Он сделал широкий жест. При желании жест можно было истолковать как приглашение посмеяться и над той комедией, что разыгрывалась сейчас в Университетском саду. Такие жесты любил Сумбатов-Южин, выходец из грузинского княжеского рода, хорошо известный Алексееву — и на сцене, и в жизни, поскольку с успехом совмещал актёрскую карьеру с многими должностями директора и председателя.

— Позвольте представиться: полицейский надзиратель Рыжков, Фёдор Лукич. Это я вам записку оставил…

— Алексеев, Константин Сергеевич. Ну да вы знаете…

— Знаю, и рад этому. Кстати, словесное описание! Скажите, пожалуйста, — Рыжков указал на кающегося злодея, — не сей ли мошенник стрелял в вас? Вы понимаете, о чём я? Если он, мы одним выстрелом убьём двух зайцев…

— Нет, — твёрдо ответил Алексеев. — Не он.

— Вы уверены?

— Да.

— И всё же осмелюсь настаивать…

Рыжков начал подмигивать Алексееву. Делал он это со значением, но крайне неумело. Казалось, надзирателя бьёт нервный тик.

— Присмотритесь, пожалуйста! Если наш милый друг психически болен — всё, можно умывать руки. Закон не позволит нам посадить его в тюрьму. Дело кончится чёрт знает чем, только время зря потеряем. Но если он не далее, как вчера, покушался на вашу жизнь… Это иной коленкор, знаете ли!

— Нет, — повторил Алексеев. — Это совсем другой человек, ничего общего.

— Жаль. Искренне жаль. А если…

— Я могу идти?

— Разумеется. И загляните в управление, опишите стрелка.

— Я его не запомнил.
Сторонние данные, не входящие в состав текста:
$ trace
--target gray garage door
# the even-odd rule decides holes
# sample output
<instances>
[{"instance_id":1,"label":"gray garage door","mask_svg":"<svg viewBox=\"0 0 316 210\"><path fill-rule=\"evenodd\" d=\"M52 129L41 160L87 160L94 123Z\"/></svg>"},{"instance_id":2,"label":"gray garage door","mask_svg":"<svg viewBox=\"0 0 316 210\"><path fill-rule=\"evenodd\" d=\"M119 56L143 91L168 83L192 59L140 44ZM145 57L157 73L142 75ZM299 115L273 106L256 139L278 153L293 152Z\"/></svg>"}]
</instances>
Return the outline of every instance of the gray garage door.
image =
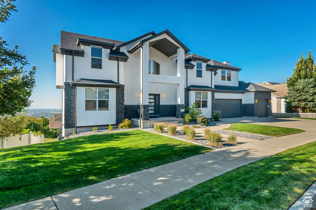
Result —
<instances>
[{"instance_id":1,"label":"gray garage door","mask_svg":"<svg viewBox=\"0 0 316 210\"><path fill-rule=\"evenodd\" d=\"M221 110L222 118L242 116L241 99L215 99L215 107Z\"/></svg>"}]
</instances>

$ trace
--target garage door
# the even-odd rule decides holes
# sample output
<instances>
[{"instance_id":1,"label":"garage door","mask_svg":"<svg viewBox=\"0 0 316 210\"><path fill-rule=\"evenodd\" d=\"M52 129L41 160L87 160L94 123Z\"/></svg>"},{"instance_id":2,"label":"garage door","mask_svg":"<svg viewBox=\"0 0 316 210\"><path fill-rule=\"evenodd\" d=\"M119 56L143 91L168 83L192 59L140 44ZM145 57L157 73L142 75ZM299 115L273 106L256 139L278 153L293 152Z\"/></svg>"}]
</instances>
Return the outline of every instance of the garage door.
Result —
<instances>
[{"instance_id":1,"label":"garage door","mask_svg":"<svg viewBox=\"0 0 316 210\"><path fill-rule=\"evenodd\" d=\"M215 107L221 110L222 118L242 116L241 99L215 99Z\"/></svg>"}]
</instances>

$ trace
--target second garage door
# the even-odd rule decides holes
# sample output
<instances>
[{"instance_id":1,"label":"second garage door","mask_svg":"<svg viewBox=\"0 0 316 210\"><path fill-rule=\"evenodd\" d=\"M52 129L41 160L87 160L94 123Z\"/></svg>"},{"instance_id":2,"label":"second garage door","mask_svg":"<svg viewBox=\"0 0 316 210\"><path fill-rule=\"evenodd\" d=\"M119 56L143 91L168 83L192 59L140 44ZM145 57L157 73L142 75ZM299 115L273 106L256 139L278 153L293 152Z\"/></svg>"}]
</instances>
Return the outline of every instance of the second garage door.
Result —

Во дворе было темно.

х х х

Вернувшись на квартиру, Алексеев сбросил в прихожей пальто — прямо на пол, не трудясь поднимать. Расспросы Неонилы Прокофьевны оставили его равнодушным. Сказавшись усталым, он посетовал на головную боль, прошел в кабинет и как был, не раздеваясь, рухнул на кушетку.

«Завтра, — поклялся он. — Завтра уезжаю из города».

«Хватит с меня».

«Хватит, — молча согласилась старуха, сидевшая в кресле за столом. — Говоришь, игрывал Отелло? Хватит, благодетель, и спасибо тебе. Мавр сделал своё дело, мавр может удалиться».

ЭПИЛОГ

«Я буду в час в Славянском базаре — не увидимся ли?»[77]

.

Явление первоеТРИ КОНЯ

— Спи, — велела Заикина. — Спи-отдыхай, дело сделано.